Real-Time Monitoring

Real-time monitoring is a different kind of seismic surveiilance that goes by three names: microseismic monitoring, acoustic emission monitoring, or passive seismics. Pressure jumps caused by fluid injection, depletion or temperature change are rapidly transmitted to surrounding rocks, causing stress changes. Stresses are released by movement at fractures or zones of weakness through microseismic events - tiny earthquakes. Typically, microseismic events have very small magnitudes , from -6 to -2 on the Richter scale, a logarithmic measure of energy released in a seismic event. Most microseismic events have a million times less energy than the smallest earthquake that can be felt by a human at the Earth's surface, which is +2 to +3. However, some reservoirs have a history of felt seismicity induced by human intervention.

The transient nature of pressure changes requires a different approach to monitoring. Sensor are deployed in boreholes, adapting technology first developed to monitor earthquakes, then for fractures created by hydraulic stimulation of hot, dry crystalline rocks for extraction of geothermal energy. In the case of hydraulic fracturing for wellbore stimulation and waste injection, passive seismics can provide information about orientation and now height and length of induced fractures, depicting fracture containment. With orientation information, well locations can be optimized to take advantage of permeability anisotropy associated with fractures, and waste containment can be assured for regulatory purposes.

 How does microseimic monitoring work? Although the mechanism of hydraulic fracturing is usually understood to be tensile failure , many microseismic experts believe that recorded events are caused by shear failure along fractures. Energy radiates as a compressional (P) wave traveling at the P-wave speed followed by a shear (S)wave traveling at the slower S-wave speed. A conveniently located triaxial borehole receiver records signals that may be analyzed to locate the source of the emissions.

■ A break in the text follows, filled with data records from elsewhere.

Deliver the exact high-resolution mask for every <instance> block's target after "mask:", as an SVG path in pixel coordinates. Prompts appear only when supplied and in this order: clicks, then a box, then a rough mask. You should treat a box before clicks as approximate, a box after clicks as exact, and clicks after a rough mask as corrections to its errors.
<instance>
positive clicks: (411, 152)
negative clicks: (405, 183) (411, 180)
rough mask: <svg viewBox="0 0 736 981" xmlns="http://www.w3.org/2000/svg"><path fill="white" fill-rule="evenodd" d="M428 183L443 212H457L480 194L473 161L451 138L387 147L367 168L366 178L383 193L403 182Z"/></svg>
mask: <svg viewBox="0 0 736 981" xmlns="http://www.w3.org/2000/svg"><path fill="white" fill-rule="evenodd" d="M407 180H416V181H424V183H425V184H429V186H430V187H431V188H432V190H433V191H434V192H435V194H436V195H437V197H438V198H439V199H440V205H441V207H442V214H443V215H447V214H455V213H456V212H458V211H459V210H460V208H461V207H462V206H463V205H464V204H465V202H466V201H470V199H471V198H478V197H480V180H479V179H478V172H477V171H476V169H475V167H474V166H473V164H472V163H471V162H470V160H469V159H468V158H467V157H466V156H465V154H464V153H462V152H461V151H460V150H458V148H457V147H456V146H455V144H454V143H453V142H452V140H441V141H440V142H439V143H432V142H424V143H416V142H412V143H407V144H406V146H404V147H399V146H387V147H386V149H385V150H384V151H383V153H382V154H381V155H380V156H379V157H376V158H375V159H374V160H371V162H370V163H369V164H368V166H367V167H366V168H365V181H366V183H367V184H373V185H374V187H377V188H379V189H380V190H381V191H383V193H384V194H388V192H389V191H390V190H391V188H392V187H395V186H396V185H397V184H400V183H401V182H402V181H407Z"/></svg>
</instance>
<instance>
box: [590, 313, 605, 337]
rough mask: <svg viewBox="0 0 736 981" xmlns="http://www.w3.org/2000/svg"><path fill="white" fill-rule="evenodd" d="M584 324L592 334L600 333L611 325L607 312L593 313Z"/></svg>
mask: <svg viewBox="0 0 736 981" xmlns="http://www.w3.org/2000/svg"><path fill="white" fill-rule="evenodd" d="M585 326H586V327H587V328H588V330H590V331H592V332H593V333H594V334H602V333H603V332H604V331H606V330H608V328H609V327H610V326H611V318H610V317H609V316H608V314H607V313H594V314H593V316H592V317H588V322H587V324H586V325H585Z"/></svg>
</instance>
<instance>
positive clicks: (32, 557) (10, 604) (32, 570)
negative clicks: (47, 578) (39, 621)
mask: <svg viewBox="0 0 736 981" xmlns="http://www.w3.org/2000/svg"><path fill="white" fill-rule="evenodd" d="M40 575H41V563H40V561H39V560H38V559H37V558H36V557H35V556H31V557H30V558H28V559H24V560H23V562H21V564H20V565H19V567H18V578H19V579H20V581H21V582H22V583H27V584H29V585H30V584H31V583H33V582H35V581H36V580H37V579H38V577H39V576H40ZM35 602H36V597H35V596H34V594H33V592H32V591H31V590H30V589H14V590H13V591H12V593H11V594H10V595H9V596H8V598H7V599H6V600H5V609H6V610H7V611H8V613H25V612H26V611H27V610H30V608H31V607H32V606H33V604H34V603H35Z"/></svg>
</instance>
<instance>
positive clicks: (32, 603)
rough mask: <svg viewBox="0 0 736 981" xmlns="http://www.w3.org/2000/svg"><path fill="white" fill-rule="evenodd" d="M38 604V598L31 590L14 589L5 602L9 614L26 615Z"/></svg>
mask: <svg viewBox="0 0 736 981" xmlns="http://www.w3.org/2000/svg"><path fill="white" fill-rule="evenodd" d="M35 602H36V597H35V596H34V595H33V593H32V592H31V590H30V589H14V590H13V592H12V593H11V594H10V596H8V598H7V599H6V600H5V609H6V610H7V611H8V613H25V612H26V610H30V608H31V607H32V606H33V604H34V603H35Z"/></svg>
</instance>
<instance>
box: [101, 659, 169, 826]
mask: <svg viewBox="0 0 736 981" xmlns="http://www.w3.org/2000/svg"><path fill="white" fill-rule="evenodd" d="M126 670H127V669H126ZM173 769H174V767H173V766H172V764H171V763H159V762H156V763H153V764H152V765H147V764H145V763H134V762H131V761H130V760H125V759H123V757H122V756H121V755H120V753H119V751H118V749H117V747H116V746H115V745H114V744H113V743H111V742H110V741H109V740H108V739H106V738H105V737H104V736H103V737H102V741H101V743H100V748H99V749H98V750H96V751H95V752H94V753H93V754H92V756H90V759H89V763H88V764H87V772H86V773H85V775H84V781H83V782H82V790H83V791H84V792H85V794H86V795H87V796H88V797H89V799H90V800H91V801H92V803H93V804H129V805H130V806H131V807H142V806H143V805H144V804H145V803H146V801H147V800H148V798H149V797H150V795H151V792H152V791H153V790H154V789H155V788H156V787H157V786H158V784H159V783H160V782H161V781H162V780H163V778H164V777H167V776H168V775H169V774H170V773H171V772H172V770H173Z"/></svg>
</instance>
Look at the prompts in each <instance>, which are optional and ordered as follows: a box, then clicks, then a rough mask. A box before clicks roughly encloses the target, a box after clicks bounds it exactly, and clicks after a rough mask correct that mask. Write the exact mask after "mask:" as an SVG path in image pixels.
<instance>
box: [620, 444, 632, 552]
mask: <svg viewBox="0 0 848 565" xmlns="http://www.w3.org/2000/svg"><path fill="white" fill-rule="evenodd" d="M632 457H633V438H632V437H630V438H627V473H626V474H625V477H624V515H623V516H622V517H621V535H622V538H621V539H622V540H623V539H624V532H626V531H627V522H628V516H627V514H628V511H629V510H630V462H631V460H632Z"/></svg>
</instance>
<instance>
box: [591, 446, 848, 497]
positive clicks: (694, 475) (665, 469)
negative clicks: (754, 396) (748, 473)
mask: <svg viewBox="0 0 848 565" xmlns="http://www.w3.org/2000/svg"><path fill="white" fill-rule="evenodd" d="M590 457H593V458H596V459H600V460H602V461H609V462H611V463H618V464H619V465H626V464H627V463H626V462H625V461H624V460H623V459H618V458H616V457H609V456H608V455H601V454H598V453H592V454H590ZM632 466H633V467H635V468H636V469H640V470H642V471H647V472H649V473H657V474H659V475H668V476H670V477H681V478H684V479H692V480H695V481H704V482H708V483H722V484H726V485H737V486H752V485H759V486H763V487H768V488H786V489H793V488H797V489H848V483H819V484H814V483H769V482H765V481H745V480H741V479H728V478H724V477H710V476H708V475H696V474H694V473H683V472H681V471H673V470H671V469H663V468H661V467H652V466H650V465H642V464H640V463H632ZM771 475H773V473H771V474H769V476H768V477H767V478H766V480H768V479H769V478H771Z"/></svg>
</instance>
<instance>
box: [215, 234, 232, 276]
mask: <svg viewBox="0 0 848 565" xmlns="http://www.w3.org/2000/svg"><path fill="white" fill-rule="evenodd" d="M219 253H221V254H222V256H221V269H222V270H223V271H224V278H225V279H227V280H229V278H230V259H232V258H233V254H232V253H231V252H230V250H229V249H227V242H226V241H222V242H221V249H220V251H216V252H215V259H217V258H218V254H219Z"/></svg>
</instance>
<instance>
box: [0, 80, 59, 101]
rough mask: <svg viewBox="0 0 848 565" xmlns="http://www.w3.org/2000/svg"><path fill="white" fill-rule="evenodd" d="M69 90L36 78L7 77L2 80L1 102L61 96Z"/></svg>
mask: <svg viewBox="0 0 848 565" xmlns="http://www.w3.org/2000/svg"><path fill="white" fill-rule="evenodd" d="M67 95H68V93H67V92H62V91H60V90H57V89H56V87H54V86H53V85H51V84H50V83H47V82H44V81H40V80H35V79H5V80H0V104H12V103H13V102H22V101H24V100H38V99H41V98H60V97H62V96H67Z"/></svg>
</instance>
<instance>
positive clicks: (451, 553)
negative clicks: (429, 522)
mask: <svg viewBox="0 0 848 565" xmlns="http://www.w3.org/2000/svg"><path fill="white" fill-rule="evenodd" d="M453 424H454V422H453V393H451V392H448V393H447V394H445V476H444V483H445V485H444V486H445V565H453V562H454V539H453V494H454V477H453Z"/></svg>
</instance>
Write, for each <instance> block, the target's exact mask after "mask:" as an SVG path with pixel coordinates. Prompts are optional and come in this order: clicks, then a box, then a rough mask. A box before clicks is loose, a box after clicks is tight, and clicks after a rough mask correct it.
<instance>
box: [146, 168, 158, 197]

Location is determined by distance and direction from the receiver. Distance to the event can be obtained by knowing the velocites of P waves and S waves and the lag between their arrivals. Direction is known from polarization or particle motion of the P wave, which is along the path connecting the event and the receiver. 

Most microseismic monitoring experiments are conducted in dedicated observation wells near an injection well and away from noisy pumps.